There was an interesting time in Baltimore where it seemed like city government was ahead of bicyclists in the city. Not in the sense of there being awesome smooth roads and tons of cycling improvements and polite drivers and understanding cops, but in the sense of pushing for cycling. Baltimore’s now six-year-old bicycling master plan came less from broad community flexing than from City Hall being at least somewhat proactive, or at least reading the writing spray-painted on the wall by the various young-urban-professional magnets around the country—Philadelphia and Washington, D.C., for example—that’ve successfully gone all-in for cycling. Same thing with Baltimore’s bike and pedestrian coordinator position, what you might consider a first step in a city’s evolution toward full-scale bike friendliness. Relatively speaking, the city’s bike improvements since that master plan haven’t been terribly wham-bam but, hey, motion was attained, and that’s something.

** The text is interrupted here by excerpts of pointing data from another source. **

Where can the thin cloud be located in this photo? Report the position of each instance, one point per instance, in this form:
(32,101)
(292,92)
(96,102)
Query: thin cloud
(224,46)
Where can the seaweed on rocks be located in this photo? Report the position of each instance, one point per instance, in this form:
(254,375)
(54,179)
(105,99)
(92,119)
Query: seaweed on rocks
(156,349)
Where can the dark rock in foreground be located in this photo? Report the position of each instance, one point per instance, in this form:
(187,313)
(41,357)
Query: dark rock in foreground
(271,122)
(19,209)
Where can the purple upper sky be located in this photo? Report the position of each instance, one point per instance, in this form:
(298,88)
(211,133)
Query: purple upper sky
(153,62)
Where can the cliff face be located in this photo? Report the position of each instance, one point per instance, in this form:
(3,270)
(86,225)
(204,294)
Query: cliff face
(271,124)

It helped, of course, that then Mayor Sheila Dixon was a vocal advocate for cycling. Which is not something we have so much in the upper reaches of city government anymore. But in a very short amount of time, it feels like the cycling community in Baltimore has raced ahead, gained a new momentum. Hang around the Fallsway bike route at the northern edge of downtown one evening post-nine-to-five and you’ll see it. Over the past couple of years a small explosion of shops and bike clubs and blogs have emerged too: cycling news and thoughts from Baltimore Velo; mobile repair shop Mobtown Velo; women-, transgendered-, and queer-run bike collective Bmore Bearings; fixed-gear stuntists Bmore Fixed; new shops Race Pace, Twenty20, and Baltimore Bike Works; and Bikemore, the city’s shiny, new, fully committed advocacy organization. If you moved here five years ago from, say, Portland, Ore., and found a fairly lonely-ass city for those on two wheels, the difference is striking.

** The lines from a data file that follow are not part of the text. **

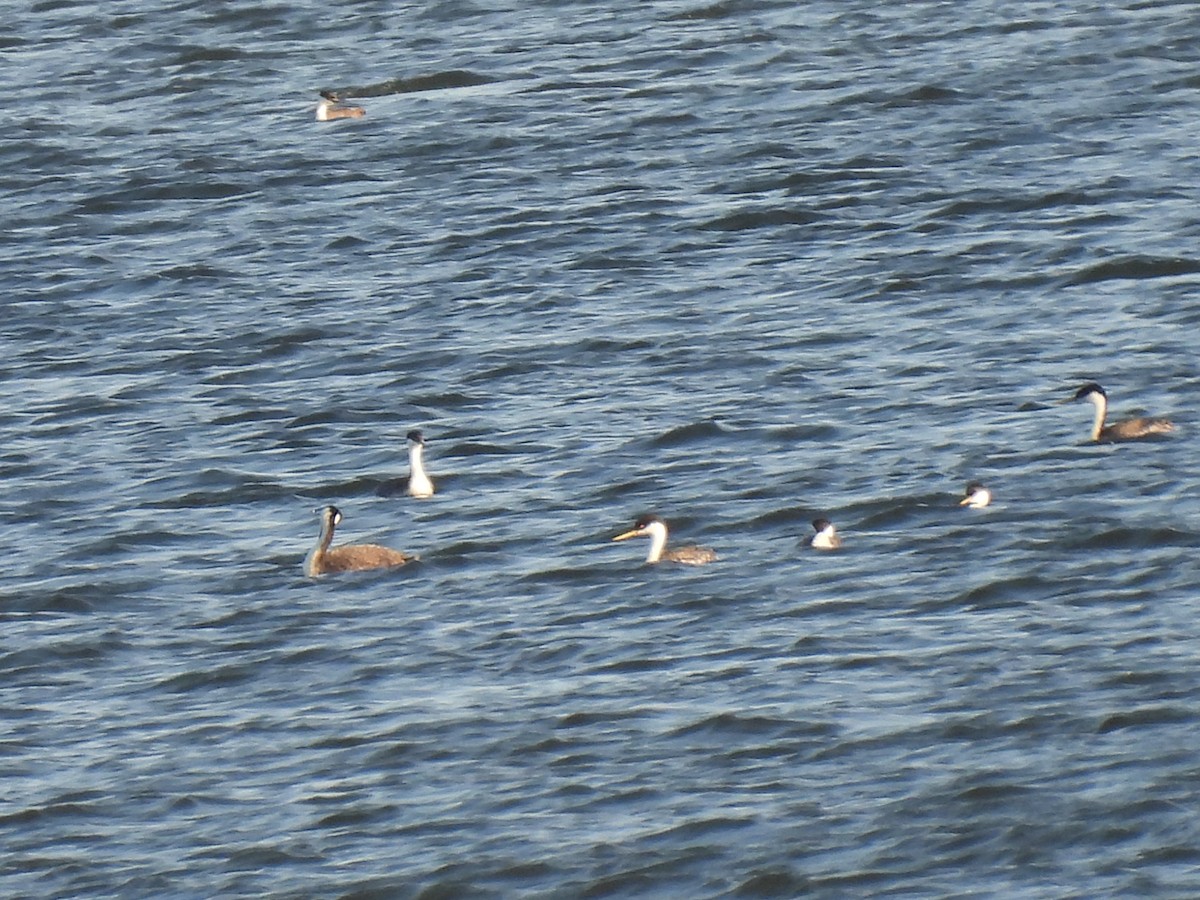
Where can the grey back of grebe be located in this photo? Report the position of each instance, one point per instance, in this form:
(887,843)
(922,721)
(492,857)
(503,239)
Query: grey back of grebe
(323,559)
(329,108)
(1123,429)
(657,531)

It’s a good time to be a cycling advocate in Baltimore. The city’s gotten away with a fairly passive and cheap bicycling strategy up until now. Typically, bike lanes in the city aren’t even directly paid for in Baltimore; they’re written into contractor agreements for road repairs. Meaning, a bike lane here (usually) happens because a given stretch of road is being worked on otherwise, so said bike lane is limited to whatever couple of blocks are getting treated and whenever the orange cones are coming out anyway—hence the city’s “chopped spaghetti” bike-lane network.

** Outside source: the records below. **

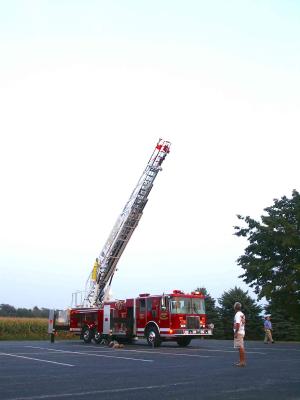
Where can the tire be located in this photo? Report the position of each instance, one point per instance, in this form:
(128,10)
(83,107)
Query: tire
(153,336)
(87,335)
(184,341)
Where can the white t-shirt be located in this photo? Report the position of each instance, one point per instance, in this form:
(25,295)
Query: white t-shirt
(239,318)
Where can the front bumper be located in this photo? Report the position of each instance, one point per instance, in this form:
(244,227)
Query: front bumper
(188,332)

Overall, we’re at the crucial tipping point in Baltimore where cars will have to start giving things up, starting with budget dollars, but also road space. City government caved pretty fast last year when drivers complained about a new bike lane on Monroe Street replacing a car traffic lane, giving back the car lane with nary a protest and giving cyclists the finger. The same might happen on Mount Royal Avenue too, with resistance to the loss of a car lane to bikes coming from the Maryland Institute College of Art. Bikemore, is already fighting that battle (see page 12). And those battles will get more heated in the future as more necessary bike improvements in the city present themselves as things that are not free. The challenge for cyclists is to return fire with the economic (and beyond) benefits of that give and take. That is, cyclists have to demonstrate how we can’t afford to not make those compromises. And then do it again and again and again.